Considéré comme une hérésie pour certains, ou comme une formidable avancée pour d’autres, le recrutement par l’intelligence artificielle divise

Considéré comme une hérésie pour certains, ou comme une formidable avancée pour d’autres, le recrutement par l’intelligence artificielle divise. Au centre, une question s’impose : la technologie pourrait-elle remplacer l’homme dans le processus de sélection des individus ?

Le principal reproche fait à l’IA est d’effacer totalement l’aspect humain. Or, dans les faits, ce n’est que lors de la partie « écrémage » que l’intelligence artificielle est – pour le moment en tout cas – capable d’intervenir. Elle sélectionne les CV et profils Linkedin selon des critères précis de compétences et d’expérience. En cela, elle retire une épine dans le pied des recruteurs qui passeraient en moyenne seulement 34 secondes par profil sur une première sélection*, tant ils manquent de temps.

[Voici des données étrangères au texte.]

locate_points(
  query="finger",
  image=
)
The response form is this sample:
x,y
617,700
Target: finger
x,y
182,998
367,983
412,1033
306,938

En juillet 2019, le magazine Capital se demandait néanmoins si l’IA dans le secteur RH n’était pas misogyne. Son rôle est en effet de collecter et de traiter des données, mais celles-ci sont le plus souvent masculines pour les noms de postes et les caractéristiques professionnelles. Les dés sont alors pipés.

Pourtant, le recrutement par l’intelligence artificielle peut aussi se montrer inclusif. C’est le cas lorsque l’IA efface de ses données toutes celles qui comportent justement un biais – sexe, âge, adresse, origine – pour n’en retirer que les informations importantes. Cela favorise notamment le « matching » entre des candidats et une entreprise. Bruce par exemple, entreprise spécialisée dans l’intérim digital, fonctionne de cette façon.